Этот вывод важен не только для анализа советского политического языка, но и в более широком смысле для анализа любого дискурса. Проблема в том, что анализ таких дискурсивных инструментов, как пресуппозиция, часто сводится к анализу лишь констатирующей составляющей дискурса, а перформативная составляющая при этом игнорируется. Однако в результате определенных изменений (например, «перформативного сдвига», как в случае советского политического языка) смысл пресуппозиций может меняться непредсказуемым образом, оказываясь открытым для новых, незапланированных интерпретаций. Очевидно, что не учитывать перформативную составляющую смысла нельзя.

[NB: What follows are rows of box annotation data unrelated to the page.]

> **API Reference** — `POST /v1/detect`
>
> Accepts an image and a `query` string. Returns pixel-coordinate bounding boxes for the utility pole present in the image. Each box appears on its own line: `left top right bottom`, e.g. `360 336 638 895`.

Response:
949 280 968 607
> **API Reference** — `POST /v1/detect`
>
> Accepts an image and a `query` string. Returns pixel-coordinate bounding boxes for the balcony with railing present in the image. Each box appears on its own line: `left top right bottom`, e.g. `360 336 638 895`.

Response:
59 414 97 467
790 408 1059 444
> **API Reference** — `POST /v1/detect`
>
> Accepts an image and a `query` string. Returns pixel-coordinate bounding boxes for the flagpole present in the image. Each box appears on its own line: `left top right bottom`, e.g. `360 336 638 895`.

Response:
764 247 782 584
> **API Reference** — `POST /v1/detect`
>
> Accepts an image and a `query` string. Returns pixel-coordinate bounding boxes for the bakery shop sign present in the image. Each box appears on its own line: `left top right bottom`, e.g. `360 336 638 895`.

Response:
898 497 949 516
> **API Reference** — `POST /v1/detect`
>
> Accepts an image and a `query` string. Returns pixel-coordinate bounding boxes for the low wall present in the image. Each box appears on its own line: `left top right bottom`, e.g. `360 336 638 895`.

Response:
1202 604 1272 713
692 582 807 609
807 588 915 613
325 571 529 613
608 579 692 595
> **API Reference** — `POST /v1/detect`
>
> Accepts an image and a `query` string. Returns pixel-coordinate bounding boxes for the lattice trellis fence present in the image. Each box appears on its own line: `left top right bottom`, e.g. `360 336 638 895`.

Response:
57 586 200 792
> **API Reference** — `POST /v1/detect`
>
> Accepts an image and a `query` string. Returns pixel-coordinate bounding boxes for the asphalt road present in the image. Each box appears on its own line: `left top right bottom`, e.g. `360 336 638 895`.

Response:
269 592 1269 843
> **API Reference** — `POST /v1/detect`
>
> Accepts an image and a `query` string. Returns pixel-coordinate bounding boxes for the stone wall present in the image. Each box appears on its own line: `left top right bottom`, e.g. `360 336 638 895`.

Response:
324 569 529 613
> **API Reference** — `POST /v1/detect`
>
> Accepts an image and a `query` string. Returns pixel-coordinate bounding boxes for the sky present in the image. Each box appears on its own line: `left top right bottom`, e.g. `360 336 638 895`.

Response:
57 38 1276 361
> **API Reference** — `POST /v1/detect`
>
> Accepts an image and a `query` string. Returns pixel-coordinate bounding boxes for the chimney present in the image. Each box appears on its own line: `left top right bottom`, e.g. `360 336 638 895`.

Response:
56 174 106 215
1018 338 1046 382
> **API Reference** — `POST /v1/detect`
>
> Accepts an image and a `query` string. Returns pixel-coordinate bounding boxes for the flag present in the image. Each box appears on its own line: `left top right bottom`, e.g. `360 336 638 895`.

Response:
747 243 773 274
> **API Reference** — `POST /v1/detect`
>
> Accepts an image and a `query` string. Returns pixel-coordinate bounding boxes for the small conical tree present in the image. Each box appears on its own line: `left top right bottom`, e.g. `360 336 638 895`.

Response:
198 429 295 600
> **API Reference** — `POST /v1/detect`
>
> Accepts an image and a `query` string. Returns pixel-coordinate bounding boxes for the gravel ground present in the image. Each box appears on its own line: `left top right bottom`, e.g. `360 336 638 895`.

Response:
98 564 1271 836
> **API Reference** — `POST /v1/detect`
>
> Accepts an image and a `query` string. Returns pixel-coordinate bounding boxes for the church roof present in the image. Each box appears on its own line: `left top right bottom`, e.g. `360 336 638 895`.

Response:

Мы начали эту главу с анализа исторических условий, в которых возник авторитетный язык позднего социализма. Повторим некоторые выводы. В конце 1950-х годов, с исчезновением голоса «внешнего редактора» идеологического языка, который публично комментировал и оценивал идеологические высказывания, структура этого языка изменилась. На уровне формы он претерпел процесс гипернормализации:
его форма застыла, став повторяющейся, легко цитируемой и одновременно по-особому громоздкой. Это изменение авторитетного языка не было кем-то специально запланировано. Оно произошло спонтанно, в результате изменения некоторых исторических условий: во-первых, с исчезновением внешнего редактора идеологических высказываний исчезла и четкая норма этих высказываний; во-вторых, огромное количество людей, участвовавших в воспроизводстве авторитетных высказываний, теперь пыталось сделать свой авторский голос в таких текстах менее заметным и выраженным. Все авторы авторитетных текстов, включая даже руководство партии, теперь выступали в роли ретрансляторов известной информации, а не производителей новой. Авторитетный язык потерял функцию буквального описания реальности, приобретя новую перформативную функцию. Для большинства советских граждан теперь было куда важнее участвовать в повторении точных лингвистических форм этого языка, чем воспринимать их как буквальную репрезентацию реальности.В «бинарных» моделях социализма, о которых мы критически писали в главе 1, советский авторитетный язык этого периода ошибочно рассматривается как ложная репрезентация
действительности. А перформативная составляющая этого языка полностью игнорируется. Поэтому в них делается вывод о том, что советская действительность якобы трансформировалась либо в пространство всеобщей лжи, либо в некий постмодернистский мир, в котором реальность вообще перестала существовать, превратившись в симулякр. Примером последнего служит следующий вывод Михаила Эпштейна о советском языке. Эпштейн пишет:Никто не знает точно… были ли в действительности собраны урожаи, о которых сообщалось в сталинский или брежневский период советской истории. Но сам факт того, что количество распаханных гектаров и намолоченных тонн зерна всегда сообщалось с точностью до десятой доли процента, придавал этим симулякрам характер гиперреальности… Реальность, отличающаяся от идеологии, попросту перестала существовать
— ее заменила гиперреальность, которая была более осязаемой и надежной, чем что-либо другое. На советской территории «сказка стала былью», как и в американском образчике гиперреальности, Диснейленде, где сама реальность превратилась в «мир грез»{138}.